We want to make our payment system open source so it can be available to the rest of the [West Africa] region and the continent,” she stated. Togo’s planned biometric digital ID system is based on MOSIP.

“We have a few upcoming projects, one of which is the building of a civil registry. We want to digitize the civil registration system using OpenCRVS. There’s also a platform which serves as the single-entry point for access to several government services. Also, thanks to a funding arrangement with the World Bank, we will be launching our new biometric national ID card this month,” Lawson disclosed.

Estonia, Bangladesh, Moldova digital government efforts on course

Representatives of these countries shared their digital ID and digital government efforts, and their commitment to sharing their know-how and infrastructure with other members of the 50-in-5 initiative.

For a country like Estonia which has made significant progress in terms of building DPI, its Ambassador-At-Large for Digital Affairs, Nele Leosk, said their work isn’t ending as yet.

Estonia is an example of what good DPI can bring to any society, but there’s still a lot we have to do” she said.
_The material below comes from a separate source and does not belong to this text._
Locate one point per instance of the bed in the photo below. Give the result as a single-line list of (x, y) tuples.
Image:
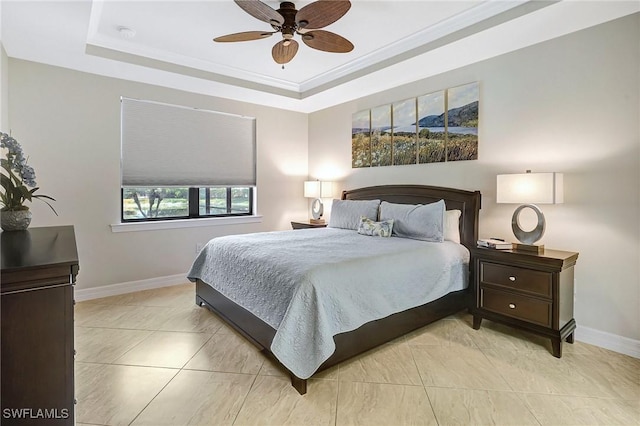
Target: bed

To Leosk, one of the key things that countries must make sure they have when building DPI is public trust and also to ensure that no one is left behind.

One important lesson to learn from Estonia’s DPI efforts, she added, is that the country laid a good legal foundation for its digital transformation projects which has helped to make sure the government is on top of tech development and that it meets the needs of the people.

Dumitru Alaiba, deputy prime minister, minister of economic development and digitalization of Moldova, restated the crucial role of DPI saying they “enable economic growth and ensure fair and equal opportunities for everyone.”

He mentioned Moldova is on a good footing with its digital transformation action and that the plan to is go 100 percent digital in the coming years.

“Half of our digital services are already provided in digital mode, and it’s going up 75 percent by next year. We want to change the relationship between the government and the citizens. Work is ongoing on two DPI components and they are under constant evolution. We are also working on a government super app which shall be released in the coming few months. We are not coming back to paperwork,” said Alaiba.

In another segment of the event, guest speakers shared experiences on how DPI can drive local ownership and value creation.

All the speakers – from Ethiopia, Singapore and Sri Lanka – mentioned specific things they are doing in their different endeavours to leverage DPI. They said they believe DPI are the best tools to enable them meet their digital transformation targets and reach socio-economic development goals. All of them listed some of their priority engagements in the development of their DPI ecosystems, the challenges they face and how they are going around them.

One thing that stood out clearly from almost all the country interventions is the importance and advantages of building DPI using open-source software. This, the country representatives, say enables their governments to best design and tailor the systems to the specific needs of their people.

Other prominent speakers at the event included Digital Public Goods Alliance Co-lead Liv Marte Nordhaug and Aadhaar architect Dr. Pramod Varma.

Commitment from funding partners

The presentation also featured a message from Melinda Gates of the Bill and Melinda Gates Foundation, one of the funding partners of the 50-in-5 campaign.

She underlined the importance of DPI, citing a recent visit to India where she saw first-hand how the country’s DPI ecosystem is transforming the lives of women in different communities.

Gates pledged their Foundation’s support to the initiative and called on countries to maintain a collaborative spirit in order to achieve 50-in-5 target by 2028.